Interpretable machine learning analysis on CO2 adsorption and separation capacity of biochar under multi-scenario conditions

doi: 10.1016/j.gee.2025.07.001
  • Biochar has been widely recognized as a promising solid CO2 adsorbent with economic and ecological benefits. Industrial CO2 emissions originate from diverse sources, while the pore structure and chemical functional groups of biochar exhibit varying degrees of influence on CO2 adsorption and separation performance under different adsorption conditions. Therefore, exploring the matching relationship between the physicochemical properties of biochar and its adsorption and separation performance at different adsorption conditions is essential for the development and optimization of carbon-based adsorbents. This study selected the high-performance extreme gradient boosting (XGB) algorithm from various algorithms and utilized it to develop CO2, N2, CH4 adsorption prediction models. Based on this, coupled prediction models were developed for CO2/N2 and CO2/CH4 adsorption selectivity. Furthermore, feature importance and partial dependence analysis were performed using SHAP values. The results indicate that during CO2 adsorption, the influence of the pore structure of biochar outweighs that of its chemical composition. Specifically, the pore structure of 0.4-0.6 nm is the most important property influencing CO2 adsorption at low and medium pressure (0-0.6 bar), and the pore structure of 0.6-0.8 nm, as well as the specific surface area contribute the most at high pressure (0.6-1 bar). During CO2 selective separation, the CO2/N2 mixture is primarily separated through the selective adsorption of CO2 by nitrogen functional groups.
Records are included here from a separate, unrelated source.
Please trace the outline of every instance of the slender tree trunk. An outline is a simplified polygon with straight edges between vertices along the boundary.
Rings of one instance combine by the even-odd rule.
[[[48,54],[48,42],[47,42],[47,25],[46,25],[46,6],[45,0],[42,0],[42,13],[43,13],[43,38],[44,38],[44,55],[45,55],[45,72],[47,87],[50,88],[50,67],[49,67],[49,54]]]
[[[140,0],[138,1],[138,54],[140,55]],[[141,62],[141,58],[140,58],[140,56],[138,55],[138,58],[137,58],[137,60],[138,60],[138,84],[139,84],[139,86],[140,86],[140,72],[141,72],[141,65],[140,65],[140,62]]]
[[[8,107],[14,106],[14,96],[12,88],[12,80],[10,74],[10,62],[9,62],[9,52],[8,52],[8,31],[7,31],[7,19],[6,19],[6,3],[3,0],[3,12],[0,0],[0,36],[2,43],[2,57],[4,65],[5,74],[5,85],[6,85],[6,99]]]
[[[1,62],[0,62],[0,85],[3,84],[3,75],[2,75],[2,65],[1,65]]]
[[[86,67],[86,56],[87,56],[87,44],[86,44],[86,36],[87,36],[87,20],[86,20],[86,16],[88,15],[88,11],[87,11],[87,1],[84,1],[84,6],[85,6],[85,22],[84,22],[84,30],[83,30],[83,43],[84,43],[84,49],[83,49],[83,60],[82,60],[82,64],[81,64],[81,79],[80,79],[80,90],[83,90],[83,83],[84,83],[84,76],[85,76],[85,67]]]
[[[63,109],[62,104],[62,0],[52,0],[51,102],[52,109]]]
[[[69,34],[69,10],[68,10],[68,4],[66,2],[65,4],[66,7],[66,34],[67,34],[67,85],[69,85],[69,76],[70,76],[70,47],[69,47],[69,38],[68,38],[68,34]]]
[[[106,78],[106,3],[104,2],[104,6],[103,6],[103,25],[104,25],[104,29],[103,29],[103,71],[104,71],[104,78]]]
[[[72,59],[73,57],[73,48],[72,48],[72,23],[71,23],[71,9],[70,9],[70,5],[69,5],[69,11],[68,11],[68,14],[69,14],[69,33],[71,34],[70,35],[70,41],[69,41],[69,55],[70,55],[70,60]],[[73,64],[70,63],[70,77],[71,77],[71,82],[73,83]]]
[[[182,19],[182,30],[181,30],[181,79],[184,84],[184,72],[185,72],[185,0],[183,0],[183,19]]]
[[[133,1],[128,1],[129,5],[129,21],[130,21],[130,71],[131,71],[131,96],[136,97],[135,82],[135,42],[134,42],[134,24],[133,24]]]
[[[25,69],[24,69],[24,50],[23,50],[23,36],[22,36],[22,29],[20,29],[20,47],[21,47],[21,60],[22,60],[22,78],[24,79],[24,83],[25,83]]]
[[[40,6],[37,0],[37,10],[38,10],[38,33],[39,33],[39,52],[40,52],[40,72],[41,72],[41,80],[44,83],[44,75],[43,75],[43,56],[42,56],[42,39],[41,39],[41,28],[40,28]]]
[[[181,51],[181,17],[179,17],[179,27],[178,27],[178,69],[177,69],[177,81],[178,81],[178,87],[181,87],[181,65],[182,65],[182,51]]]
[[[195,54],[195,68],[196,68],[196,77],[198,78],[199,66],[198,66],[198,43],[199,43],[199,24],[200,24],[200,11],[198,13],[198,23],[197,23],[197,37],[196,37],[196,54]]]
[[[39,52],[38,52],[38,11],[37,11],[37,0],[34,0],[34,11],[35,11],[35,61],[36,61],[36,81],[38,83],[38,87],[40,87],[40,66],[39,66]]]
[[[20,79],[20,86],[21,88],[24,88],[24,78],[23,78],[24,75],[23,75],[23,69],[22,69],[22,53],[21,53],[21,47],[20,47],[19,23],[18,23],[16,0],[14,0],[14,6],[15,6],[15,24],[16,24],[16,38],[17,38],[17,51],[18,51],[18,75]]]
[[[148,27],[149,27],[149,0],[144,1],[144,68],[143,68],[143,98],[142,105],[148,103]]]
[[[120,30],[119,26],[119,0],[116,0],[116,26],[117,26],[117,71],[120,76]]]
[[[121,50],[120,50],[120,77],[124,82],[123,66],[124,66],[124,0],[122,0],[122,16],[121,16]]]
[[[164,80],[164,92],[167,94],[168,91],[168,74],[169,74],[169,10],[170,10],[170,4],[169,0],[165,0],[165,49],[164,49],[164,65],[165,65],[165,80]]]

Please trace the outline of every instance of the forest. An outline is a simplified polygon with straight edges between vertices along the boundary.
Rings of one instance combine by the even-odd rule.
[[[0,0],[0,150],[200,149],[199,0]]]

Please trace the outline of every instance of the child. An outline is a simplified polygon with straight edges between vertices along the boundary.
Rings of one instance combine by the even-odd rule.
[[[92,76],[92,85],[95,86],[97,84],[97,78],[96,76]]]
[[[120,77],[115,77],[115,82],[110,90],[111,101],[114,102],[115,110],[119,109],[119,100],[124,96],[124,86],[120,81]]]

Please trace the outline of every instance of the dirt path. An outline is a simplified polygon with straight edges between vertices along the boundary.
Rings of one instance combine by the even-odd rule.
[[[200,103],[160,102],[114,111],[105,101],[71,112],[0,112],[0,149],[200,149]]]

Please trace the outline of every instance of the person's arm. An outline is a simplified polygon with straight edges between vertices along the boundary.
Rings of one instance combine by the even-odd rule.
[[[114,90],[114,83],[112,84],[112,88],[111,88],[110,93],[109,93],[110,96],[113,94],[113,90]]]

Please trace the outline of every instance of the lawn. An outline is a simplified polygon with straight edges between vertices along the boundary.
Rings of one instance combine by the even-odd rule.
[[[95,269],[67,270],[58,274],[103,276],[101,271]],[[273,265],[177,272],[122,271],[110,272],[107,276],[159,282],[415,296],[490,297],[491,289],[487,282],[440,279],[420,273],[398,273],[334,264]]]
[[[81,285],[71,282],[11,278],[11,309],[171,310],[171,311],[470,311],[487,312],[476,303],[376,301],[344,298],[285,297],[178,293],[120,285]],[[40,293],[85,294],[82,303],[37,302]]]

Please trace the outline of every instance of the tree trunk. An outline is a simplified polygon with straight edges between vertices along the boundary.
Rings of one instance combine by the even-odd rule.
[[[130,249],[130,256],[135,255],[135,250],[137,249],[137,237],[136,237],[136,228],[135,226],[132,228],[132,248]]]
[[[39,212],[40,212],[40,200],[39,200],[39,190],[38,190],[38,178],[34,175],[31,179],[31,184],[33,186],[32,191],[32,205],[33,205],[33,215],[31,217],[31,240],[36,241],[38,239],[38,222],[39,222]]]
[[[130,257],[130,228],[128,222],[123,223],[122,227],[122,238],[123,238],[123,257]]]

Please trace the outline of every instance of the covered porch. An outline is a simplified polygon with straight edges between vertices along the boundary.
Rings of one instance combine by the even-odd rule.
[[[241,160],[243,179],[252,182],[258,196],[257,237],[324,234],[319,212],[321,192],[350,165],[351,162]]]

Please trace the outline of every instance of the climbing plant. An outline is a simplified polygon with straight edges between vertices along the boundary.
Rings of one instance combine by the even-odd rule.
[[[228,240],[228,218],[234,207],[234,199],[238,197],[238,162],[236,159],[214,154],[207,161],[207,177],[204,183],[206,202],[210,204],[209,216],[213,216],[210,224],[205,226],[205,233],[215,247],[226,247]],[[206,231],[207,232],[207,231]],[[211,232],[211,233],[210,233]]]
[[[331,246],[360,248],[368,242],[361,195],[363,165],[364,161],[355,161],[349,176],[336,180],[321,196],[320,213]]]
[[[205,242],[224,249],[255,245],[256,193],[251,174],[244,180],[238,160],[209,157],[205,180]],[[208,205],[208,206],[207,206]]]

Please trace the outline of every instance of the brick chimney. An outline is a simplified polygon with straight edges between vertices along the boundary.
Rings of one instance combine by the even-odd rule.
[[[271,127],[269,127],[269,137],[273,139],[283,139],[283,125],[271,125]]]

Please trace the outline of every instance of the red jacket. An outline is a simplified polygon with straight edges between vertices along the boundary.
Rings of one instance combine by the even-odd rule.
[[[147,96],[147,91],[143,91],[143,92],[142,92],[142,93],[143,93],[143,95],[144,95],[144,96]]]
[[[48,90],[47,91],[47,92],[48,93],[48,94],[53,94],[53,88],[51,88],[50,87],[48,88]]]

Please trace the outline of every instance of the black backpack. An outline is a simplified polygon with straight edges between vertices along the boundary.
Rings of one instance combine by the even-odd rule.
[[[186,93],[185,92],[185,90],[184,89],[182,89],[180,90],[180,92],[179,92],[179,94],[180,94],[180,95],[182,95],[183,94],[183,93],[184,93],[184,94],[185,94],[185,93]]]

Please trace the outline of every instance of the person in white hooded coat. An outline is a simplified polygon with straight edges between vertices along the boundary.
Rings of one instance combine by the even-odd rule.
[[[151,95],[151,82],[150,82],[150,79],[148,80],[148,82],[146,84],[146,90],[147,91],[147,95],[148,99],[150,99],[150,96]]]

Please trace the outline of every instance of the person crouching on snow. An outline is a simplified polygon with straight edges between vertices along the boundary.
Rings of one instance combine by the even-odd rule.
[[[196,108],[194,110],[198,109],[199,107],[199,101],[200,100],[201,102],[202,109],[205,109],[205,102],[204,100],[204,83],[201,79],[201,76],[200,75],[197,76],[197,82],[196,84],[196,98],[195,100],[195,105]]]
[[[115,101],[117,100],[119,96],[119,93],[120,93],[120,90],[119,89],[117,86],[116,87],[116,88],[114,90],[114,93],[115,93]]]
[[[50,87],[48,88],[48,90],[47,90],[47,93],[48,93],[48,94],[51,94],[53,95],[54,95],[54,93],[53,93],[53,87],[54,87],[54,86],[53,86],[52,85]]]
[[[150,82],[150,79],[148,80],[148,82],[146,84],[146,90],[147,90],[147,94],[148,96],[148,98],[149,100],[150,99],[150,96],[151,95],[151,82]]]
In contrast, for CO2/CH4 mixtures, pore structure <1 nm plays a more critical role in determining adsorption selectivity. In addition, molecular simulation studies further revealed the adsorption filling mechanisms of CO2 molecules within different pore sizes and functional groups. Finally, nitrogen-doped biochar was synthesized using de-alkalize lignin as the precursor, KOH as the activating agent, and urea as the nitrogen dopant. CO2, N2, and CH4 isothermal adsorption experiments were conducted, and the experimental results confirmed that the developed prediction models exhibit high accuracy (R2>0.9).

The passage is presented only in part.